Definition of a Vegetarian
The oxford dictionary definition of a vegetarian is “a person who does not eat meat or does not believe in eating meat, fish, fowl, or in some cases, any food derived from animals, as eggs or cheese, but subsists on vegetables, fruits, nuts, grain etc.”
This basically divides vegetarians into two groups; vegetarians who exclude eggs and dairy and vegetarians who include these items in their diets. The latter can then be broken up into a further three groups; ovo- vegetarians (who consume eggs but not milk), lacto-vegetarians (who consume milk but not eggs) and ovo-lacto vegetarians who consume both milk and eggs.
There’s often controversy surrounding “semi-vegetarians”, whose diet consists mainly of vegetarian foods but includes fish or poultry. The main differentiating factor between all of the above mentioned groups is how much animal products are included in the diet.
Definition of Vegan
The above difference is the main distinguishing factor between the definition of vegan and that of a vegetarian because vegans exclude animal products in their entirety. The official definition of veganism is “the practice of abstaining from the use of animal products, particularly in diet. As well as following an associated philosophy that rejects the commodity status of sentient animals.
A follower of veganism is known as a vegan”. That means veganism extends beyond the diet of a vegan individual. That is the biggest difference between vegans and vegetarians. While vegetarians may not consume animal products, they may use them if they are present in other products, such as items containing silk, honey or leather.
Vegans on the other hand, avoid the use of animal products in all areas of their lifestyles.
What do vegans eat?
The vegan diet is often called a strict vegetarian diet and the question most people ask is “What do vegans eat?” The vegan diet consists of all types of grain, beans, legumes, vegetables and fruits. Here are some things you may see on a vegan shopping list:
- Fortified non-dairy milk
- Almond/ soy milk/ cashew milk/ hemp milk
- Vegan butter (the Earth Balance brand)
- Vegan cheddar (we love Daiya)
- Vegan Egg
- Maple Syrup
- Vegan mayonnaise (veganaise)
- Whole grain bread
- Brown rice
- Peanut butter
- Nut butter (Almond, Cashew, etc…)
- Dried fruit
- Almond milk yogurt
- Coconut yogurt
- Meatless options that taste like meat
- Jack fruit
Most of these items are available at convenience or grocery stores and the more unorthodox items are available at health shops.
Due to the limited availability of certain vegan products, many vegans now prefer to shop online. Interestingly, more and more vegans are starting to make most of the foods they need at home. Popular vegan recipes include; vegan pizza, vegan banana bread and vegan chili.
Most of the time, these recipes are just egg-and-milk-less versions of the original recipes replaced by vegan alterntives.

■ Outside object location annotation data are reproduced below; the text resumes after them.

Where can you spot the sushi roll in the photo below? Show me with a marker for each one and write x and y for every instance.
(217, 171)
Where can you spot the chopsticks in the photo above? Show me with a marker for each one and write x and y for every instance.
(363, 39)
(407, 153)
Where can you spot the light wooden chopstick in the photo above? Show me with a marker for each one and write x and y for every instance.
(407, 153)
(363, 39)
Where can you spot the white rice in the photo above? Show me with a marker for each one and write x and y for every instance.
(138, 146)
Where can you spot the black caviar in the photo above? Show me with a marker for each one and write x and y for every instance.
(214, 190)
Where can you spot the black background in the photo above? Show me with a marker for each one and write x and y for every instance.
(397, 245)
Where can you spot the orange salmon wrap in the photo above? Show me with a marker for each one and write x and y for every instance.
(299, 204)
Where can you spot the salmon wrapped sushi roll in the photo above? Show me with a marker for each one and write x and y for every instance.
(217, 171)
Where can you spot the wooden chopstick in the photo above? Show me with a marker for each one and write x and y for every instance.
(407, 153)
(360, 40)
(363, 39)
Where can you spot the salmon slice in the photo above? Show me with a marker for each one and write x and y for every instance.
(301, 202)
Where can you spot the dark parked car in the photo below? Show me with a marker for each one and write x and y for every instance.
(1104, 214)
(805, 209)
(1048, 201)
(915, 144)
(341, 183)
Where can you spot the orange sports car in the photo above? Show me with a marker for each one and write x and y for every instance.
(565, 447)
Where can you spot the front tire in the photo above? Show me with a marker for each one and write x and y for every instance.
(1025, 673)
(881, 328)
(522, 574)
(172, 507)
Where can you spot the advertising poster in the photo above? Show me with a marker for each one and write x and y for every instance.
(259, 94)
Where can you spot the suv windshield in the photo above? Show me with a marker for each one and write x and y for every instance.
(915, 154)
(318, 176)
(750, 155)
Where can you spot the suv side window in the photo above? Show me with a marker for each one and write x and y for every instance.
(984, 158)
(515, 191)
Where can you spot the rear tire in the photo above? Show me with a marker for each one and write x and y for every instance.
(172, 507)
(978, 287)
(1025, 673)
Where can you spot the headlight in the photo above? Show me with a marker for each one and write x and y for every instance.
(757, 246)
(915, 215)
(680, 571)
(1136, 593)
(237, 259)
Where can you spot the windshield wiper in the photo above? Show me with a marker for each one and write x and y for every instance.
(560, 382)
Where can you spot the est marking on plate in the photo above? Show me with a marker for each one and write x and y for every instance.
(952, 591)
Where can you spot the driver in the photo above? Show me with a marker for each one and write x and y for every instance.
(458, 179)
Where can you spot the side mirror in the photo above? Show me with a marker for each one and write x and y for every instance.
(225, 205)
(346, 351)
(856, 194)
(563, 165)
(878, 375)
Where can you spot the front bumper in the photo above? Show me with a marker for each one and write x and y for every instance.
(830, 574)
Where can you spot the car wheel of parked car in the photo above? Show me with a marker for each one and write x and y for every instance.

Vegetarianism is a diet while Veganism is a lifestyle
Some vegans are simply strict vegetarians while others lead the vegan lifestyle in its entirety. Whether a vegan is the former or the latter would depend on their reason for becoming a vegan. If that particular individual became a vegan only for the health benefits, they can simply be called a strict vegetarian.
Whereas if the vegan is living that way for ethical reasons (such as raising awareness for animal rights, etc.) their veganism will extend beyond their diet and this individual will not use any animal products at all.
In summary, here are the main differences between vegans and vegetarians;
- Vegetarianism is usually a diet, while veganism is a philosophy and a lifestyle.
- Some vegetarian diets include eggs and fish while vegans aim not to eat or use animal products of any kind.
- The most prominent reason for vegetarianism are health concerns while the most common reason behind veganism is a strong belief that animals are not here to be exploited by man.
- Vegans do not condone the practice of animal testing or the use of silk, leather and wool. Most vegetarians don’t have problems with using wool, silk and leather and are not necessarily concerned about animal testing.
If there’s one sentence that can sum up the difference between vegetarians and vegans, it is this: “Vegetarianism is a diet while veganism is a lifestyle”.
Hopefully this guide has accurately summed up for you the difference between the definition of vegan and that of a vegetarian.